You contact the US Attorneys office in Pittsburgh if you want something done. Locals deny there is a serious issue. Cleaning it up is not a money maker. Then how would they justify the new prison? All the county employees and judges relatives would be out of work.<quoted text>
All right then, you are head of the drug task force, I want to know what your approach to the problem would be?
Here is something being done in Pittsburgh
Sanctions-Based Drug Demand Reduction Program
The United States Attorney's Office, in conjunction with the Drug Enforcement Administration and the Pittsburgh Police, have initiated a drug demand reduction program aimed at ridding neighborhoods of houses and other buildings used for the distribution and/or consumption of illegal drugs. These "drug houses," which are typically well known in the neighborhood, are often owned by absentee landlords and leased to tenants for very low rent. Initially, the program focused on a working class neighborhood known as Lawrenceville, where 16 drug houses have been identified. The program is presently expanding to other city neighborhoods including the Hill District, Garfield, and North Side.

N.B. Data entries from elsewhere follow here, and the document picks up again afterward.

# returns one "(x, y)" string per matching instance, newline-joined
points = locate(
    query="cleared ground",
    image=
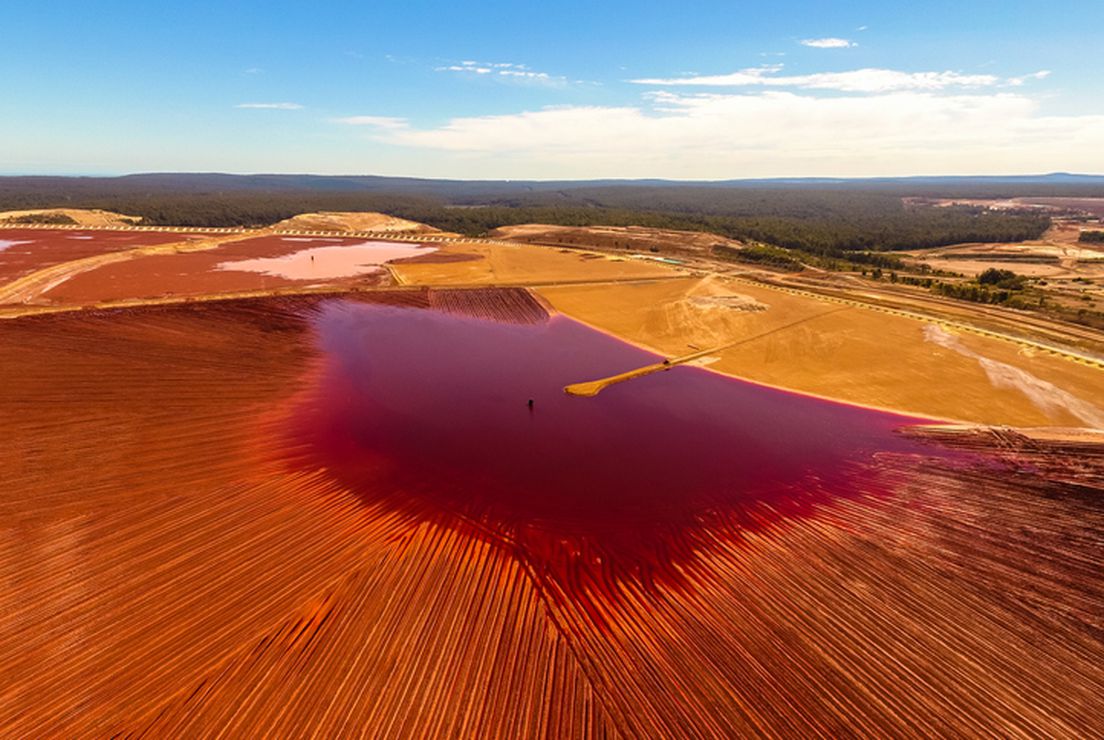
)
(165, 573)
(503, 264)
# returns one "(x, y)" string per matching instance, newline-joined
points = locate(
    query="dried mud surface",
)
(936, 582)
(27, 250)
(199, 273)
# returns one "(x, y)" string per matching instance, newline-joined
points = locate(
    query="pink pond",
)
(329, 262)
(427, 413)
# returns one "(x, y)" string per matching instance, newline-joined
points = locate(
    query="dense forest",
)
(819, 220)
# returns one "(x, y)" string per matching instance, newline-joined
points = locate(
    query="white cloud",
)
(506, 72)
(766, 134)
(1041, 74)
(869, 80)
(385, 123)
(828, 43)
(269, 106)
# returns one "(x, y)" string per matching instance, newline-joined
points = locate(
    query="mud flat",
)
(500, 264)
(252, 264)
(272, 515)
(23, 251)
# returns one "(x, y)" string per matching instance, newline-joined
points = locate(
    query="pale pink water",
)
(329, 262)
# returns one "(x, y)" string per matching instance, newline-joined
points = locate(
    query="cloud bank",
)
(828, 43)
(901, 129)
(869, 80)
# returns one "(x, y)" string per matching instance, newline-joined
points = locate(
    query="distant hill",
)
(490, 191)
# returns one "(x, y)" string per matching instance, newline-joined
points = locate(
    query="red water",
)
(427, 414)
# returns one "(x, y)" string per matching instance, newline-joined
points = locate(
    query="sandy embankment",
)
(855, 355)
(352, 221)
(80, 217)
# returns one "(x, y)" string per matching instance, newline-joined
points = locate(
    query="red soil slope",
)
(40, 247)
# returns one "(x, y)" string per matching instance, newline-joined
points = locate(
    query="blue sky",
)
(564, 90)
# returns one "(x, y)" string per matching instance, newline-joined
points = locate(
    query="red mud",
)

The program uses a series of escalating steps. First, the property owners are sent letters notifying the owners that their properties are being used for illegal drug activity and inviting them to a meeting at the United States Attorney's Office. At the meeting, the property owners are informed of their remedies, such as enforcement of lease clauses that prohibit drug activity. If these steps are unsuccessful, the United States Attorney's Office will seek more severe sanctions, such as civil forfeiture of the properties, and even criminal prosecution of the owners in appropriate cases for managing or controlling any place for the purpose of illegal drug activity.
Since the program was announced in April 2004, more than 120 landlords, owners, tenants and mortgagers have been informed of the criminal activity occurring at their properties, and many of the properties are being rehabilitated. One individual has been successfully prosecuted for knowingly maintaining his residence for the use and distribution of controlled substances. The defendant was sentenced to 30 months in prison. The property was sold to a neighborhood improvement organization, which built a new single-family home in its place.